One good option is RunPod. It's a cloud platform for training and running AI models. You can easily spin up GPU pods and pick from a range of GPUs. RunPod also offers serverless ML inference with autoscaling and job queuing so you can run your models with minimal setup. The service comes with more than 50 preconfigured templates and a CLI tool for easy provisioning and deployment. It charges by the hour, starting at $0.39, with no egress or ingress fees.
Another good option is Modelbit, an ML engineering platform that lets you deploy your own and open-source ML models to autoscaling infrastructure. Modelbit comes with built-in MLOps tools and supports a wide range of ML models, including computer vision and language models. It charges for on-demand computing at $0.15/CPU minute and $0.65/GPU minute, so it's a good option if you want flexibility for your ML workloads.
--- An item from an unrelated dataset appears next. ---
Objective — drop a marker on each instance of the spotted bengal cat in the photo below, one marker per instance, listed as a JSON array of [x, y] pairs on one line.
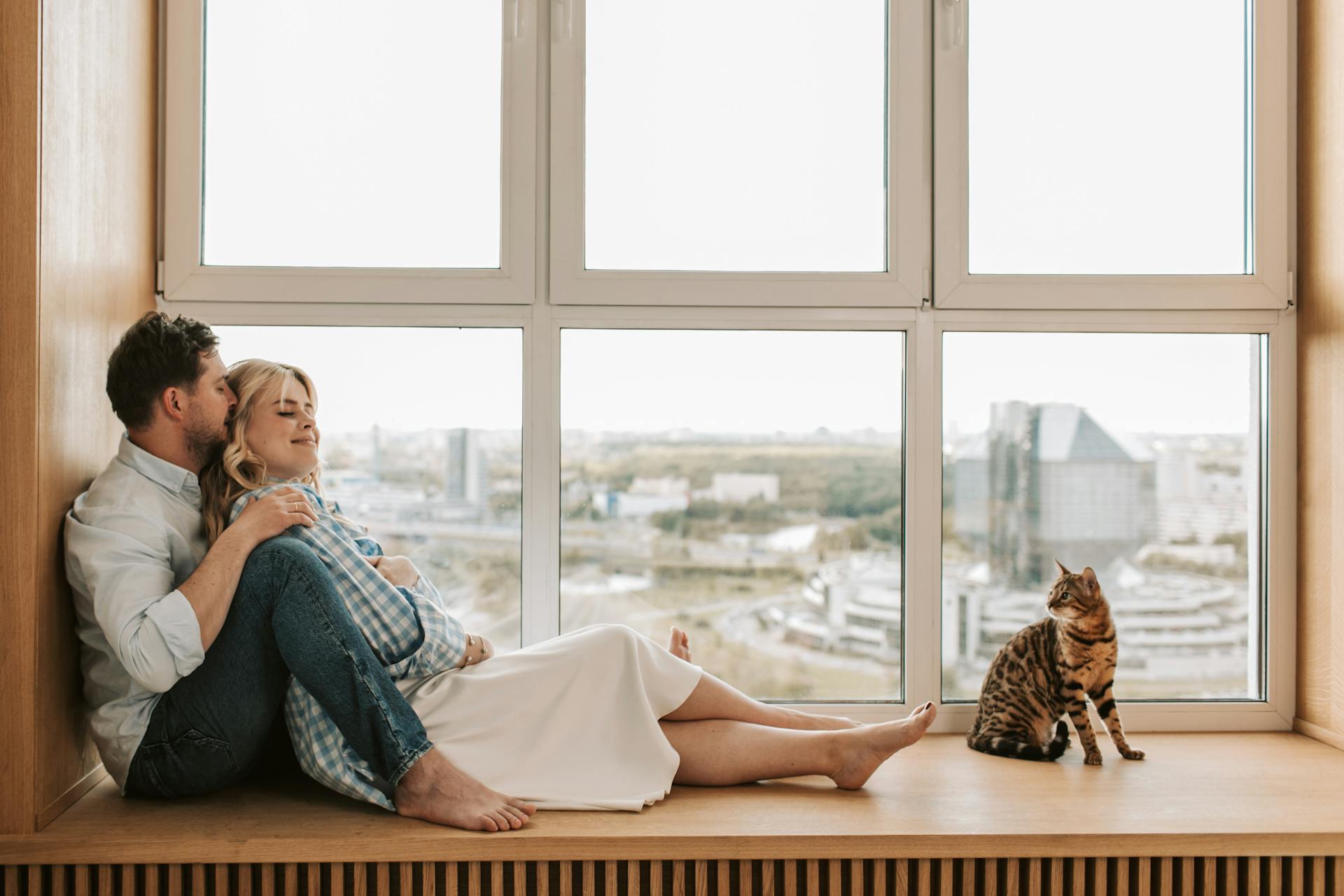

If you want a platform that works on the cloud or on-premise, check out Anyscale. It offers workload scheduling, cloud flexibility, and smart instance management. Anyscale is based on the open-source Ray framework and supports a wide range of AI models, with reported cost savings of up to 50% on spot instances. It also offers native integration with popular IDEs and streamlined workflows for running and testing code at scale.
Last, GPUDeploy offers on-demand, pay-by-the-minute GPU instances optimized for machine learning and AI workloads. It offers a range of preconfigured instances, including combinations of different GPUs, memory and vCPUs. The service is good for developers and researchers who need to quickly get access to ML-capable hardware without much setup hassle.